Befürchtungen wie diese lassen sich faktisch widerlegen. In europäischen
Ländern, in denen vereinfachte Geschlechtseinträge möglich sind, darunter
Dänemark, Irland und Portugal, sind Fälle von Missbrauch nicht bekannt.
Andersherum aber ist leicht vorstellbar, wie gefährlich es ist, angesichts
der derzeit herrschenden Form von Männlichkeit als offen trans lebende Frau
etwa Männerumkleiden zu nutzen. Der Gedenktag für die Opfer von
Transfeindlichkeit an diesem Samstag macht darauf aufmerksam, welche oft
tödlichen Gefahren trans Personen drohen.
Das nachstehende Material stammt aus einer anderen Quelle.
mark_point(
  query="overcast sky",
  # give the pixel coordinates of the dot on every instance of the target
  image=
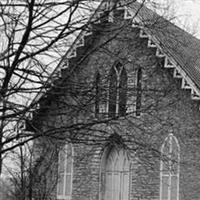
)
(187, 14)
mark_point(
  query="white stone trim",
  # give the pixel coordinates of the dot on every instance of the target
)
(66, 197)
(170, 137)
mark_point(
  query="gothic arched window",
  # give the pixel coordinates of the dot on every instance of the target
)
(115, 175)
(65, 170)
(139, 92)
(117, 91)
(169, 179)
(97, 93)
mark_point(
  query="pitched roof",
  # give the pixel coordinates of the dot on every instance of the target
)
(179, 48)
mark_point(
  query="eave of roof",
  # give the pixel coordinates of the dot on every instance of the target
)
(179, 49)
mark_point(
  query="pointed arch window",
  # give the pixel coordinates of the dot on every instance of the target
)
(139, 92)
(169, 180)
(65, 169)
(97, 93)
(117, 91)
(115, 175)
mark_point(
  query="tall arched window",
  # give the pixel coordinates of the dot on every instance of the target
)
(115, 175)
(65, 169)
(139, 92)
(117, 91)
(169, 179)
(97, 93)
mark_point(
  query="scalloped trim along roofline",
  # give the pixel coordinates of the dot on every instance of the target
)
(130, 13)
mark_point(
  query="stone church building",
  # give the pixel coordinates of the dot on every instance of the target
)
(122, 121)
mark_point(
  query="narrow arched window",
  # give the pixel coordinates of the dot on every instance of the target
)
(139, 92)
(97, 93)
(122, 92)
(115, 175)
(169, 179)
(117, 91)
(65, 169)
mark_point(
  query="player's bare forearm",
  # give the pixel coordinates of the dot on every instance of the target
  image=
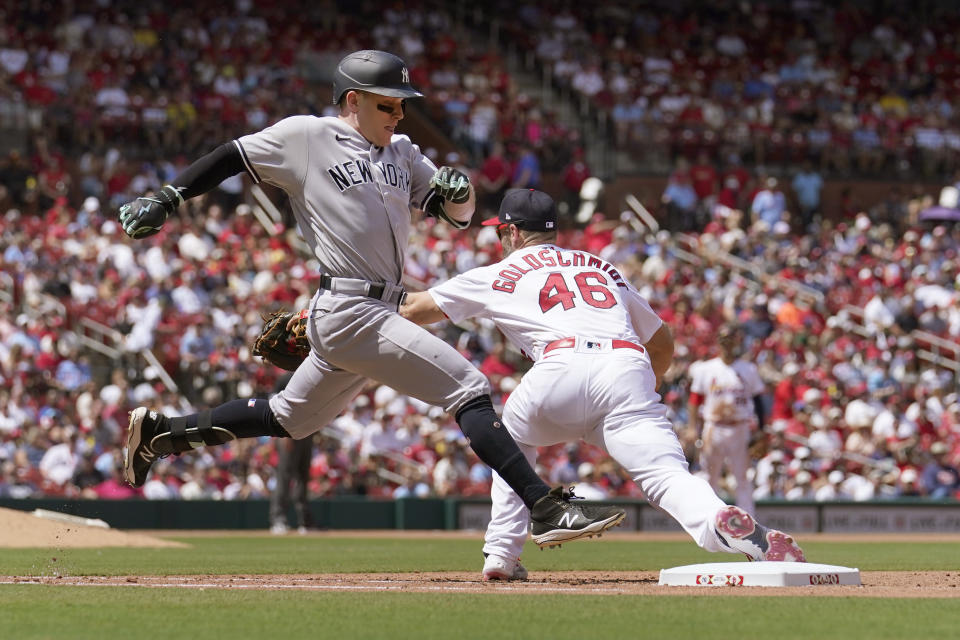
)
(660, 348)
(421, 308)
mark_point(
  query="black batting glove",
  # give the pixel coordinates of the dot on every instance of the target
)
(145, 216)
(451, 184)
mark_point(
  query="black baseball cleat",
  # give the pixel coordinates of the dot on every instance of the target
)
(555, 519)
(138, 457)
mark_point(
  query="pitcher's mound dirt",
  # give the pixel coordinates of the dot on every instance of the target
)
(20, 529)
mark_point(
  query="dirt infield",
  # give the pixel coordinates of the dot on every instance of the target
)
(19, 529)
(876, 584)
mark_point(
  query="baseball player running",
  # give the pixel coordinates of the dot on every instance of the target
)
(728, 389)
(352, 182)
(599, 351)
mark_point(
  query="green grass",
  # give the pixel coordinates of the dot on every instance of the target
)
(40, 611)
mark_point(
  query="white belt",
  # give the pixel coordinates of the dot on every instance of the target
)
(386, 291)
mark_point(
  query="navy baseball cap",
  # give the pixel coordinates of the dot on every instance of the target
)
(529, 209)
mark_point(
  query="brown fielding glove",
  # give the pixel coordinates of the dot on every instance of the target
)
(285, 348)
(759, 444)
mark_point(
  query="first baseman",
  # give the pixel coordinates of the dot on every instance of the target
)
(598, 351)
(352, 182)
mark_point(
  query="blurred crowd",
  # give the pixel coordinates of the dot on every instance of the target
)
(856, 411)
(861, 88)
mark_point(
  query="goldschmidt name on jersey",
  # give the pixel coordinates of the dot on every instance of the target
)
(551, 257)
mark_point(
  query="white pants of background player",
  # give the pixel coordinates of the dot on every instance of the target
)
(608, 400)
(728, 443)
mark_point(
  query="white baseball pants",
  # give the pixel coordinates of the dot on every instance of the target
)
(607, 399)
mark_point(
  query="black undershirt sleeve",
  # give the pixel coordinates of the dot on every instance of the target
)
(209, 171)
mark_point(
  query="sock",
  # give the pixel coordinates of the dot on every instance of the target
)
(244, 420)
(492, 443)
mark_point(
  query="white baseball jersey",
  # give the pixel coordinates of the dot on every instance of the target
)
(543, 293)
(727, 390)
(605, 397)
(351, 199)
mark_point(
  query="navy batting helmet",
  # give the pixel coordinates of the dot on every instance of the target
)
(375, 71)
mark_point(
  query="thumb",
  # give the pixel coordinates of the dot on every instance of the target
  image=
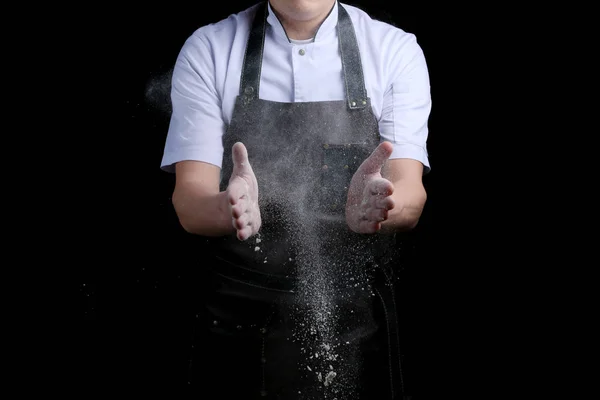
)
(239, 154)
(377, 159)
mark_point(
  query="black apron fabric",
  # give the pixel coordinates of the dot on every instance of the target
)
(262, 291)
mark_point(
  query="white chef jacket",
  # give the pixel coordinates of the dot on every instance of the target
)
(206, 81)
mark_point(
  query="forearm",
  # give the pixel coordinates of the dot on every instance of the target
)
(205, 214)
(409, 197)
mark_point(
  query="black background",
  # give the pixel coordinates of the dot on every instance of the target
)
(136, 295)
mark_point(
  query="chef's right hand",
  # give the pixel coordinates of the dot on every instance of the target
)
(242, 195)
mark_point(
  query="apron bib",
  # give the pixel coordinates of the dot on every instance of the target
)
(305, 309)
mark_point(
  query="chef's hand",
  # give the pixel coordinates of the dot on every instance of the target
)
(369, 193)
(242, 194)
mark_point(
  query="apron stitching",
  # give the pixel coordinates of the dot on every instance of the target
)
(398, 345)
(389, 341)
(263, 359)
(253, 285)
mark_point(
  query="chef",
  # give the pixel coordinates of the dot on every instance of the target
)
(298, 140)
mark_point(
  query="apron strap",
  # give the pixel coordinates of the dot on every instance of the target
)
(354, 81)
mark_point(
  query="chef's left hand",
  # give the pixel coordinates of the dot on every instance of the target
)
(369, 194)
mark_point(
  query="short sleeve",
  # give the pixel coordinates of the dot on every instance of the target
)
(197, 125)
(407, 102)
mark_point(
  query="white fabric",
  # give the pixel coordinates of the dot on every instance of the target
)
(206, 81)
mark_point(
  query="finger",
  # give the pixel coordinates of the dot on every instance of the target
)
(239, 154)
(241, 222)
(370, 227)
(238, 189)
(238, 210)
(381, 186)
(377, 159)
(386, 203)
(245, 233)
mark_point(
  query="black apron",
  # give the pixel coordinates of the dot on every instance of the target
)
(304, 310)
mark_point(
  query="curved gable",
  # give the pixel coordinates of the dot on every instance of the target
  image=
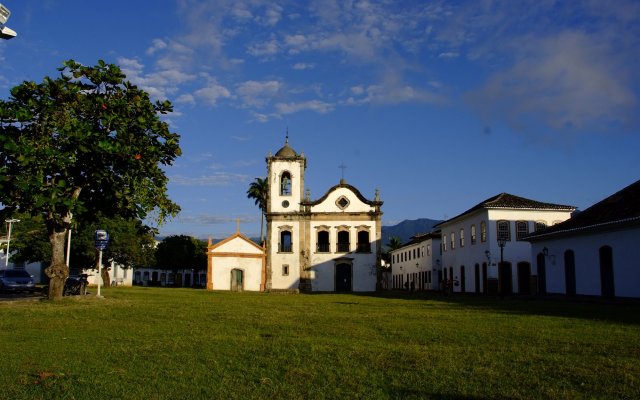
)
(343, 198)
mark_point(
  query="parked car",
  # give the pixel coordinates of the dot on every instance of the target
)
(16, 280)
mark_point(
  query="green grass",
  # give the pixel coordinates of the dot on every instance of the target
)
(154, 343)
Dass sich Minderheiten gegenseitig Räume und Ressourcen streitig machen,
liegt an Raumknappheit. Diejenigen auszuschließen oder gar zu bekämpfen,
die aufgrund von Diskriminierung noch weniger Raum haben als man selbst,
scheint für manche naheliegend. Sinnvoll ist es keineswegs. Das Ziel kann
nicht sein, sich gegenseitig in Grabenkämpfen um die eigenen Räume zu
verbarrikadieren. Das Ziel muss sein: genug Raum für alle.
## Worum soll überhaupt gekämpft werden?
Gestritten wird auch darüber, worum überhaupt gekämpft werden soll. Haben
die Kämpfe um Rechte von cis und trans Frauen dieselbe Stoßrichtung?
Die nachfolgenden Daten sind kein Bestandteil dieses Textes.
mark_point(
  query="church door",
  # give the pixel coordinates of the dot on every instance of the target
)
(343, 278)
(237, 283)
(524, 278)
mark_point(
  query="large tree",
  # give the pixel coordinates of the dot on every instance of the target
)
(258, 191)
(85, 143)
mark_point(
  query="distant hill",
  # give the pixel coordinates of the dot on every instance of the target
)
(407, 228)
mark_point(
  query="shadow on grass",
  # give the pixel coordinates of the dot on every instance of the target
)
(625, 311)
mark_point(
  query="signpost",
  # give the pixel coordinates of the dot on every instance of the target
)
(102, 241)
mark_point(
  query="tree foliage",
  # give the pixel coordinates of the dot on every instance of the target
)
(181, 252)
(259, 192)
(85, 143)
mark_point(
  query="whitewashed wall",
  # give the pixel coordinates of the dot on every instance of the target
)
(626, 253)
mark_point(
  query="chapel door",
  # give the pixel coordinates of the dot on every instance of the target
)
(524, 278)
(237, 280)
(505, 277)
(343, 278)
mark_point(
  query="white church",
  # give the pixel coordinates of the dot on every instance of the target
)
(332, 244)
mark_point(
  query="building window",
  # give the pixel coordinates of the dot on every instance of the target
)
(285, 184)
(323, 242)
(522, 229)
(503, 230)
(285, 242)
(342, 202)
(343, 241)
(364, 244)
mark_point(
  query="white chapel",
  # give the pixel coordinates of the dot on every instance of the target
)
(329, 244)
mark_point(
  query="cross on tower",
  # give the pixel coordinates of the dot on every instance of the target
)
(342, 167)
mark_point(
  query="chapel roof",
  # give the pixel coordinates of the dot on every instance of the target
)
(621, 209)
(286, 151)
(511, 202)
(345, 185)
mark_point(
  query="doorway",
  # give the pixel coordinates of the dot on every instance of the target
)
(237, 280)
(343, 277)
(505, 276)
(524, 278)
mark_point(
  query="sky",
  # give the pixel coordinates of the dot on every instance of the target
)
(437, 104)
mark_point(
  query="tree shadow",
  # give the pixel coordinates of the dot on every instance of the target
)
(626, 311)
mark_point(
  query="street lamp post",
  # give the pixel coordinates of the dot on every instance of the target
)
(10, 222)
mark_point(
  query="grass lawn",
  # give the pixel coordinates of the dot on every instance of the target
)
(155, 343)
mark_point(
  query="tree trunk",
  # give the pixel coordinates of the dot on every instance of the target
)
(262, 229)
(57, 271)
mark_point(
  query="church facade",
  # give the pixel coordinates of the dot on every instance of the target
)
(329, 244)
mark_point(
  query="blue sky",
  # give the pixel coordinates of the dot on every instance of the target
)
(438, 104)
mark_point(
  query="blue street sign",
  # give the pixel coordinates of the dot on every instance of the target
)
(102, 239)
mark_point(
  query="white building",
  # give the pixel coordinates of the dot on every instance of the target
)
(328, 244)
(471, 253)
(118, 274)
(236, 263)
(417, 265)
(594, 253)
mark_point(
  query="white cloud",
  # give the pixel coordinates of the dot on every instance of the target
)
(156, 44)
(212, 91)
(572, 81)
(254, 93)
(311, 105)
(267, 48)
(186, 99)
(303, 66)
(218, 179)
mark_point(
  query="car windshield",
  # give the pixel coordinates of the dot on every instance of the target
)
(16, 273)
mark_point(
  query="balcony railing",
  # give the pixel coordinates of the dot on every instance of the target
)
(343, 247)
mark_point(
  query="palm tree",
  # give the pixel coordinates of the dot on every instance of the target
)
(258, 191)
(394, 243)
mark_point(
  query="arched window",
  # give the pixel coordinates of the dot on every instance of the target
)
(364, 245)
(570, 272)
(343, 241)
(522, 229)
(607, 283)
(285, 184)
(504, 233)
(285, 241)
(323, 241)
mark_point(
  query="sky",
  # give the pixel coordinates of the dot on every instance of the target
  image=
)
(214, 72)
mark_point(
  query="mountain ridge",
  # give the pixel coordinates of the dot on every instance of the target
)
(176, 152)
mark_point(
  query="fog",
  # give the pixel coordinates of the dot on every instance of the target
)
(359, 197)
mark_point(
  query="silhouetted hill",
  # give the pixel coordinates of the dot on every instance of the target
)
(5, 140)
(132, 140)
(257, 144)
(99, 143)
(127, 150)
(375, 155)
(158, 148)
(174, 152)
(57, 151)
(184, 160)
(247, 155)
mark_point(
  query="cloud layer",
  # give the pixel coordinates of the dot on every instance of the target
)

Möglich, dass die Relevanz einzelner, aber zentraler Aspekte verschieden
bewertet wird: Legaler Schwangerschaftsabbruch etwa könnte für cis Frauen,
die Abschaffung des Transsexuellengesetzes für trans Frauen wichtiger sein.
Aber die zugrunde liegenden Werte und Rechte – Gewaltfreiheit,
Gleichstellung, sexuelle Selbstbestimmung und reproduktive Gerechtigkeit –
liegen in den Interessen aller Frauen. Weit zielführender wäre also, die
Kräfte zu bündeln und die gemeinsame Sache groß zu machen.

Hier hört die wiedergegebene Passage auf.